|
With spam, spyware, identity theft (phishing), hacking (the unethical kind), viruses and trojans becoming more and more prevalent on the Internet, folks who want to run more than one computer in their home have to really consider the security benefits of edge devices. Edge devices are computers (either dedicated or appliances) designed to sit between your DSL or Cable modem and your internal network. Edge devices act as a first line of defense, protecting home computers and servers from intrusion and infection. Untangle has released version 4.1 of their amazing firewall distro for edge devices and we have been using it here in the lab for several weeks. What you will see will amaze you. |
{mosimage} |
Product: Untangle XD Server + Untangle Platform
Author: Carlos Echenique
Category: Firewall distro/Edge Device
Reviewed on: January 21, 2007
Product cost: See article
Manufacturer: Untangle (formerly Metavize)

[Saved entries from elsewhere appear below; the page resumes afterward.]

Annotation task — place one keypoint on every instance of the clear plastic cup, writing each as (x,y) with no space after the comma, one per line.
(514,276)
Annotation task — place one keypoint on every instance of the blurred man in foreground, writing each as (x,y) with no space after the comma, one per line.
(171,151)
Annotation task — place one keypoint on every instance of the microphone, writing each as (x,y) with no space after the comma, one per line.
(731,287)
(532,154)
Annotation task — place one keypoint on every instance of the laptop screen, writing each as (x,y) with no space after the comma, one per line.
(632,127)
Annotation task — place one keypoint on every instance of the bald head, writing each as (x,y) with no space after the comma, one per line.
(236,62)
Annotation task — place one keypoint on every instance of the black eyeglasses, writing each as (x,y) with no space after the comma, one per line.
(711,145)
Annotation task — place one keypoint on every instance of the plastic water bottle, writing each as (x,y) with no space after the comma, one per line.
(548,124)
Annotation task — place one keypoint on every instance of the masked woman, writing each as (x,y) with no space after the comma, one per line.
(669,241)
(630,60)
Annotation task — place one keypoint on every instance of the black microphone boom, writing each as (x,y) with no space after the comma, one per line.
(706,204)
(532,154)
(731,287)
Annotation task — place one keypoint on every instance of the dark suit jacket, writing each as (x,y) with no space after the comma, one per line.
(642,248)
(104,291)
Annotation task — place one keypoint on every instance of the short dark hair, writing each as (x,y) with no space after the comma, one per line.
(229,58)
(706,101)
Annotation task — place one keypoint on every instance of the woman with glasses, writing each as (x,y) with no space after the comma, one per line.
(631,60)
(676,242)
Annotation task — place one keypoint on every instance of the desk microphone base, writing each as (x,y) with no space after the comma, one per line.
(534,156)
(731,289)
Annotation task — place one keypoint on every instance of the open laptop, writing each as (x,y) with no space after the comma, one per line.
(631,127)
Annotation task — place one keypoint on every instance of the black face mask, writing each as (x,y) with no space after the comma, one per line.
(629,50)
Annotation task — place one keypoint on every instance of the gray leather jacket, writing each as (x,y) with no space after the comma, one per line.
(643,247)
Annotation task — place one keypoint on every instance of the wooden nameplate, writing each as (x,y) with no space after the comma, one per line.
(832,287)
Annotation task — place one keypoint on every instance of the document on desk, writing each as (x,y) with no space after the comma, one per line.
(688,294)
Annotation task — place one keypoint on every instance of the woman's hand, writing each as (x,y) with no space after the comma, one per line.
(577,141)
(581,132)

Spelling and Grammatical editor: Paul Mercer
Introduction
Even with the launch of Windows Vista and its attendant security improvements, using the built-in firewall and the NAT (Network Address Translation) firewall built-in to the modem is not enough, especially if you are running a home (or small office) network. One can purchase security suites from various manufacturers (Trend, Symantec, CA to name a few) to add layers of security to your home systems. However, these solutions steal more and more cycles from your CPU, degrading performance in the name of security. At the rate things are going, you will need a quad-core machine to read your e-mail because of all of the security layers/protections/encryptions that you will have to dynamically use in day-to-day operation.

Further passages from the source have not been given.